Enabling a Paradigm Shift: A Preference-Tolerant RCT of Personalized vs. Annual Screening for Breast Cancer

Investigator: Laura J. Esserman, MD
Sponsor: Patient-Centered Outcomes Research Inst

Location(s): United States


We believe that it is time to test a more targeted approach to breast cancer screening in which those at higher risk are screened more often and those at lower risk are screened less often. Our proposal compares annual screening with a personalized schedule of breast cancer screening that is based on each woman’s own personal risk. We will compare the two strategies to determine whether personalized screening is as safe as annual screening and whether it will reduce false-positive results and over-diagnosis. We will also determine whether women readily accept personalized screening and if knowledge of their own risks, and the reasons for less-frequent screening, will reduce—or at least not increase—anxiety about breast cancer. Finally, we will determine whether our personalized approach will lead to more of the highest-risk women deciding to use strategies that can prevent breast cancer. 
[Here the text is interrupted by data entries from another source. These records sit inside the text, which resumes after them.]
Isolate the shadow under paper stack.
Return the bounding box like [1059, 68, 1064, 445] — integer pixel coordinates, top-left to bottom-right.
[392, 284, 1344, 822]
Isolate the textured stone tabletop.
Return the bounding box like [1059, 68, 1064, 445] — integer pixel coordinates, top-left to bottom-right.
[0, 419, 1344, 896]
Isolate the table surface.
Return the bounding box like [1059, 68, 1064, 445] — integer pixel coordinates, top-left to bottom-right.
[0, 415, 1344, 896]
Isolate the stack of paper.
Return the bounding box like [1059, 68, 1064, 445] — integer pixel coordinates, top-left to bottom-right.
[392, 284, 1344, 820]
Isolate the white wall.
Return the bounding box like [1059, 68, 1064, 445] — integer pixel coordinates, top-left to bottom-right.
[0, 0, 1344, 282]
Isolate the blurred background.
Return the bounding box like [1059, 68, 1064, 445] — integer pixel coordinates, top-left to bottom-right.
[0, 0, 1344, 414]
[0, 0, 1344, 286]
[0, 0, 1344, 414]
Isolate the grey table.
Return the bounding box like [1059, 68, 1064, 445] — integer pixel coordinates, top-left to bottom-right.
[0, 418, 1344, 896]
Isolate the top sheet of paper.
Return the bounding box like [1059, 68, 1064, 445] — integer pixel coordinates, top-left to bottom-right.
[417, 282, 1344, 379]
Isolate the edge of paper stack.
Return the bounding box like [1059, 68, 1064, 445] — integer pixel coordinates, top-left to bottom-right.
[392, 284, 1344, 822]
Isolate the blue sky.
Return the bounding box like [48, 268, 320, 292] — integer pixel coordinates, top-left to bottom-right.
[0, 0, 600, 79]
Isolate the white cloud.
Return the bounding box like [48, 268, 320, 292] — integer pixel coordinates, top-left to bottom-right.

Participants in the personalized screening arm will receive a risk assessment that includes family and medical history, breast density measurement, and tests for genes (mutations and variations) linked to the development of breast cancer. Women who have the highest personal risk of developing breast cancer will receive recommendations to begin screening at an earlier age, receive mammograms more often, and continue screenings until a later age. Women with the lowest personal risk will begin screening later, screen less frequently, and stop screening earlier. No woman will be screened less frequently than is recommended by US Preventive Services Task Force guidelines. Ours goals are to maximize the chances of detecting a cancer early and to reduce false-positive results and the chance of detecting lesions that do not need to be treated. 

This study has been planned in partnership with the people it was designed to help—our patients, their families, and their primary care providers. We have also worked tirelessly to gain the support of healthcare payers and insurance companies to ensure that they cover the expense of the personalized approach. Thus, if proved successful, personalized screening can be readily implemented across the United States. 

If our study is successful, the benefits to women of screening age will be enormous. Fewer women will suffer from the anxiety of false-positive mammograms and unnecessary biopsies. It will help women gain a realistic understanding of their personal risk of breast cancer, which may reduce general worry about breast cancer. On the other hand, there are many women in America—perhaps 2 million—who have a high risk of breast cancer and who, because they are unaware of their risks, are not being screened appropriately or being offered strategies to reduce their chances of developing the disease. Routine comprehensive risk assessment not only would alert them to their risks but also would allow them to take advantage of the well-studied and proven options we now have available to help prevent breast cancer.